All authors looking to get traditionally published must endure the submission process. Novelists must query and write synopses. Writers of shorter works must follow submission guidelines for periodicals and anthologies, no two of which agree on formatting rules. It’s exhausting. Submission fatigue is a real thing. Writers need to recognize it and address it.
Workshops, podcasts, books, articles, and social media groups everywhere tell you that you must keep submitting. A writer must always have something out there getting looked at by somebody for publication. Get a rejection, submit to the next market on your list.
You have a list, right? You keep a database with an entry for each piece you’ve written and a list of available markets where you can get them published, right? With each story, you send it off to your first choice and then on down the list until someone says yes.
I have a list. I keep an Excel spreadsheet with a page for each story and I track where each goes when, who says yes, who responds when it’s a no, who has really quirky submission rules, etc. Sure, there are sites like Query Tracker that can do that, too. Duotrope will track your submissions (as long as it’s a market they list). But you still have to submit your writing.

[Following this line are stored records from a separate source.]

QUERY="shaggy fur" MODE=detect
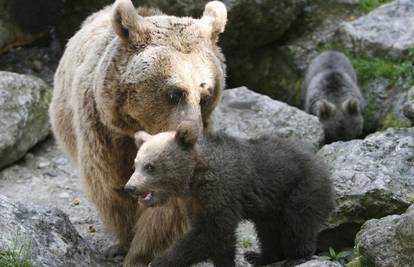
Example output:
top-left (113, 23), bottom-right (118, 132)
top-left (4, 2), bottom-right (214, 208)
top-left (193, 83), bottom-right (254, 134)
top-left (50, 0), bottom-right (227, 266)
top-left (125, 122), bottom-right (333, 267)
top-left (302, 51), bottom-right (366, 143)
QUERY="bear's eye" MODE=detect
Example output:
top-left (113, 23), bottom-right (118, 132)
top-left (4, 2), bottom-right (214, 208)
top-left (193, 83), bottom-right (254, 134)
top-left (200, 96), bottom-right (211, 109)
top-left (168, 89), bottom-right (184, 105)
top-left (144, 163), bottom-right (155, 172)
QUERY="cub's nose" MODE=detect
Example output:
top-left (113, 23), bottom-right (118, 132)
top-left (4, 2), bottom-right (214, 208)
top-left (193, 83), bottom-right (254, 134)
top-left (124, 184), bottom-right (137, 196)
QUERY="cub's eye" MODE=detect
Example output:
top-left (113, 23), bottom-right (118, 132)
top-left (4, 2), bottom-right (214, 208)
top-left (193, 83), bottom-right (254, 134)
top-left (168, 89), bottom-right (184, 105)
top-left (144, 163), bottom-right (155, 172)
top-left (200, 96), bottom-right (211, 108)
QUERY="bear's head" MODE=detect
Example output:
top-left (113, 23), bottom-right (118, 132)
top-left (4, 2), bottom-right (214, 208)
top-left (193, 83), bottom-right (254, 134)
top-left (315, 97), bottom-right (364, 143)
top-left (96, 0), bottom-right (227, 136)
top-left (125, 121), bottom-right (206, 206)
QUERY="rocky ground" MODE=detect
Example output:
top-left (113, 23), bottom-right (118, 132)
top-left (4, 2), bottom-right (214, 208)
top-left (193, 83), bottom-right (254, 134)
top-left (0, 0), bottom-right (414, 267)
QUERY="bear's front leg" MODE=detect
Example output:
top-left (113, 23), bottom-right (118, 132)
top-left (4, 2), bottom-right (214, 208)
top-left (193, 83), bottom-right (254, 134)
top-left (150, 213), bottom-right (238, 267)
top-left (78, 131), bottom-right (138, 256)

Bottom line, it’s a lot of work. Submission fatigue is real.
How does one deal with submission fatigue? To each their own but I deal with it best by writing something new. Or I edit a draft. I give more time to the craft and let the business take a backseat for a while. A writer can’t ignore the business side–not if they want their work widely read or want to meet the entry requirements of certain professional associations–but one can let it have some alone time whenever it starts getting clingy.